Cornstarch and water get thicker under stress (shear thickening)

Fun fact, children's Tylenol is thixotropic (gets thinner over time, reducing its viscosity). So does manuka honey and Greek yogurt.

Science dad out!
 
@abner2011 next level science dadding...put the non-newtonian fluid on a speaker cone and show them a stable inverted pendulum (sorry was catching up on my xkcd's before stopping in to daddit - that's the vibro-levitation and inverted pendulum effect)
 
@abner2011 The thixotropic one sounds like watching paint dry in slow motion. “Children hate this one trick!” Would be the clickbait title, and for once it would be right.
 
@mbinks89 Get out a paper bag. Pull out an “invisible ball.” Throw it up and catch it in the bag. Snap your fingers while holding the bag so it sounds realistic. I was astonished when my dad did this. I was almost 10.
 
@mbinks89 Buy a bunch of small cheap plastic dinosaurs. Give your kid a book about dinosaurs and tell him to pick anyone and you'll use your magic to make it. Hide the bag on the floorboard of the passenger seat while your child is in the backseat looking at the book. When he picks the dinosaur have him hand you the book and put it on the passenger seat and bend over to look as if you're studying it. Grab the same dinosaur out of the bag and hide it in your palm. Act like you're concentrating really hard and poof, you've just made a requested dinosaur out of thin air. At six my son is more skeptical but still thinks I'm magic.
 
@mbinks89 This one’s also a little hard to describe and I can’t find a video of it but I will keep looking. Take a square paper napkin (or a paper towel that you’ve folded to be square, and twist each corner a few times so it’s twisted up and creates a little “leg.” Then drape/press the napkin over a lime or a lemon (so that it looks like a little bug with little napkin legs. Then if you poke it gently, it will lurch around unpredictably and looks pretty “alive.”
 
@mbinks89 Corn starch or potato starch in water, to make a non-Newtonian liquid. Loved playing with that as a kid.
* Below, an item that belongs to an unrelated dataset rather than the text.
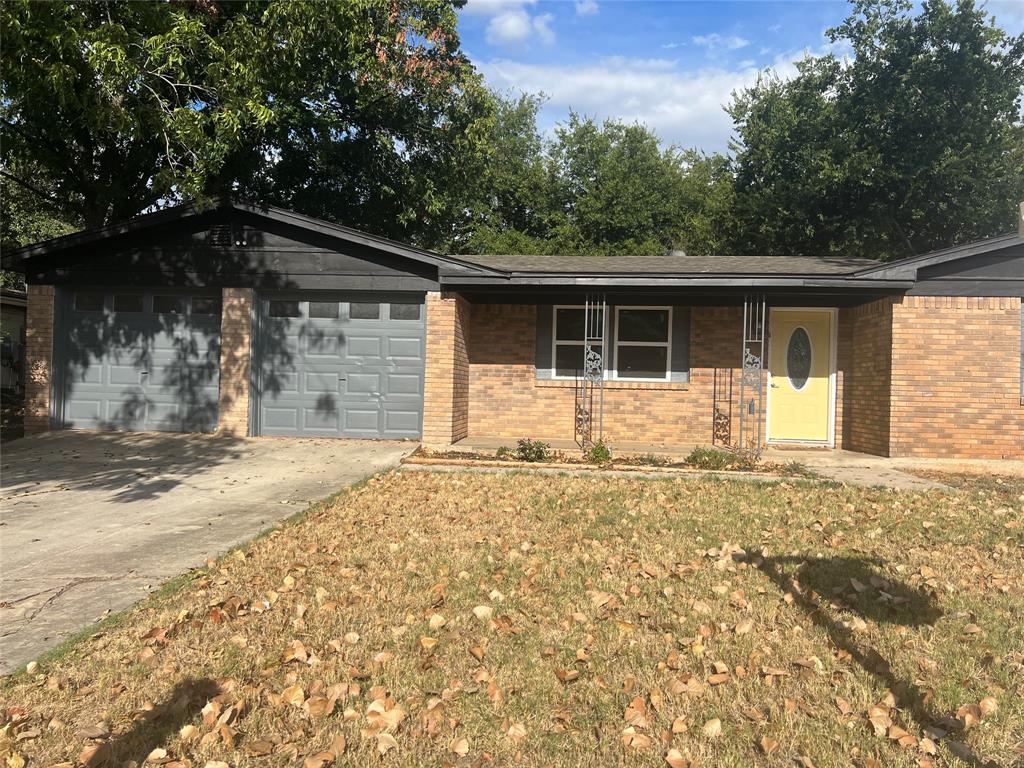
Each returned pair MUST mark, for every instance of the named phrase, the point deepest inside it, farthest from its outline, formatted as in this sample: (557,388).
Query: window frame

The more I think back, though, the more I realise that the stuff we did back then probably wouldn't fly now. Like, when I was five or so, I made, at kindergarten, a hot air balloon out of a plastic bag, some metal wire and some cotton, and I pestered a kindergarten staff member until she relented, doused the cotton in kerosene per my instructions, and lit it on fire. It flew up and landed on the roof. I can think of at least five ways that wouldn't happen today.
 
@nina1125 Yeah, I was actually delighted to see them appear locally a few decades later. Or I suppose I had mixed emotions, because building them is fun and now children won't experience that. Yet another activity turned into a purchase.
 
@mbinks89 Do the one where you make the salt shaker disappear. You know, the one where you put a napkin over the salt shaker and pull it kind of tight so it has the form of the salt shaker, then sneakily pull your arm towards your lap, let the salt shaker drop down on your lap, but keep the shape of the napkin the same. Then slam your hand down on the napkin.
 
@mbinks89 Blow out a lit candle, while it is still smoking hold the lit lighter over the smoke trail, the flame should jump back down to the wick and light the candle again
 
@mbinks89 “Hey, check this out. I can turn the street signs on and off.” Proceed to turn your car brights on and off. When it’s kind of dim but not dark out the effect works nicely.